In today’s seemingly confusing world, there are many processes in action. The major ones are globalisation and the efforts to uphold and maintain nation states within the different networks that have developed as part of globalisation. What is usually connected to globalisation is the increasing speed and efficiency in the flow of international capitalism and the urbanisation processes that follow, resulting in the building up of gigantic city centres as nodes in global networks of flow of information and capital. Living in densely populated areas mandates dependence on the behaviour of citizens acting rationally within the centres. Globalisation puts pressure on nation states to adapt to a certain standard in order to function within the networks it creates.
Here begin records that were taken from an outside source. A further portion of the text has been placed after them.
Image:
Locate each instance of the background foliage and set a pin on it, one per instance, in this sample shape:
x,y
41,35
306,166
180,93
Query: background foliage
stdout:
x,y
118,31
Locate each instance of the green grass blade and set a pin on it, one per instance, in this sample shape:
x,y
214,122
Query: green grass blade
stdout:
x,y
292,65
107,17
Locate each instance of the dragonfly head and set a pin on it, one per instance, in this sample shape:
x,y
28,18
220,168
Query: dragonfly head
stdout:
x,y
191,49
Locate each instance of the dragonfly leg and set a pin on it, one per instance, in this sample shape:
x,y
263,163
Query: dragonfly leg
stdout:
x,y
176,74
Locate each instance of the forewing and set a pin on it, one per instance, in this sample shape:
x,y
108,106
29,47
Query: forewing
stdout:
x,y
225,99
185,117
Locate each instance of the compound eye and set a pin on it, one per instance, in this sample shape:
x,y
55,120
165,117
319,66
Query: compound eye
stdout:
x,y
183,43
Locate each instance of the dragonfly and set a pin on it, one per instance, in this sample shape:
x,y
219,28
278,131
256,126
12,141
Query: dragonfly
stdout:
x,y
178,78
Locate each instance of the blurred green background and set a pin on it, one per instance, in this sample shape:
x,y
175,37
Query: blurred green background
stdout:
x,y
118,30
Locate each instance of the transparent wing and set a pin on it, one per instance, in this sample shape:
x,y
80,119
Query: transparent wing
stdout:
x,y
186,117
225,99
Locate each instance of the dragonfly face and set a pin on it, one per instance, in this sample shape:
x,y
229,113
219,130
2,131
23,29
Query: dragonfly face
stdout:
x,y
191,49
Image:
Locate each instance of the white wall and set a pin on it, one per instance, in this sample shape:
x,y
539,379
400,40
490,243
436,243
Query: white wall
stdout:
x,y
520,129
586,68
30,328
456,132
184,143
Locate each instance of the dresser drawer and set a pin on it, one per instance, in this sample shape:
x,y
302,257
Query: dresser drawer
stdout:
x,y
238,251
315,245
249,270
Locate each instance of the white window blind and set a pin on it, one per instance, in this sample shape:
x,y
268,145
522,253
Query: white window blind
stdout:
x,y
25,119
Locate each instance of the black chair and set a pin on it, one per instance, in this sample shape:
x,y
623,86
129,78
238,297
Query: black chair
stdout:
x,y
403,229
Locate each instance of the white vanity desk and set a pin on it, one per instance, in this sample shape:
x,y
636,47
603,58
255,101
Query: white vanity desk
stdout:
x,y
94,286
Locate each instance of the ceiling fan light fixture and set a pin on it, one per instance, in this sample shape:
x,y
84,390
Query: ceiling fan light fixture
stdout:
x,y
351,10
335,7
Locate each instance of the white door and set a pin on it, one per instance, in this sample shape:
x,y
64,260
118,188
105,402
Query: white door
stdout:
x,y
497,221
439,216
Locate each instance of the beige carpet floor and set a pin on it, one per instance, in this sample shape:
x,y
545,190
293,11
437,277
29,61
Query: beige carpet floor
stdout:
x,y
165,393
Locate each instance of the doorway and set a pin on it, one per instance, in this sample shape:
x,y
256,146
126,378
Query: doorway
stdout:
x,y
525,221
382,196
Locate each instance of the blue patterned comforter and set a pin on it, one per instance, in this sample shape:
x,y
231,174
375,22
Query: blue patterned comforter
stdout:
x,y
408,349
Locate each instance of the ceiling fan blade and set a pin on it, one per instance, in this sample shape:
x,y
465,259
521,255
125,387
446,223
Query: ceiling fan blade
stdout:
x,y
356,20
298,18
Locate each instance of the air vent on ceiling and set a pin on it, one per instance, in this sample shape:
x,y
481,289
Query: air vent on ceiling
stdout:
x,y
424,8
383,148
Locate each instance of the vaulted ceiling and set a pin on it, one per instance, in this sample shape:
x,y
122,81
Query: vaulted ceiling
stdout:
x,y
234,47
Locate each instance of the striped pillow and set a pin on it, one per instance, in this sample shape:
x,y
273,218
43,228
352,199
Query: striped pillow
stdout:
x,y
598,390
Adaption to these standards, in many cases, threatens identity and specific cultural values. One reaction we have seen with the fall of the Soviet Union in the 1990s, and can observe in many nations of Europe today, is the cultivation of the symbols, politics, and ideology of nationalism. It is possible to see this as a regressive step back to primary identification with the local group—the nation—in the face of the threats caused by globalisation, which does not offer identification 188and signifiers of power to many large groups within individual countries. In some cases, the anger and anxiety created by the new challenges that this brings, together with the reduction of traditional society, brings forth extreme nationalism, involving the cultivation of centripetal symbols and clear, impenetrable boundaries between the in-group and the others, which might be migrant workers or refugees. In the face of such perceived threats, a totalitarian ideology can easily stimulate violent reactions and the scapegoating of other groups. Ideology can function as a body politic, forming the minds of people by indoctrination through mimesis, offering identificatory power to its adherents as part of something bigger and stronger than themselves, which promises rescue and simple order in the maelstrom of globalisation. As a result of the upheaval of many traditional identification signifiers, such as social class, family ties, and meaningful work, unrest will follow, giving precedence for the development of reactive, regressive, nationalistic movements.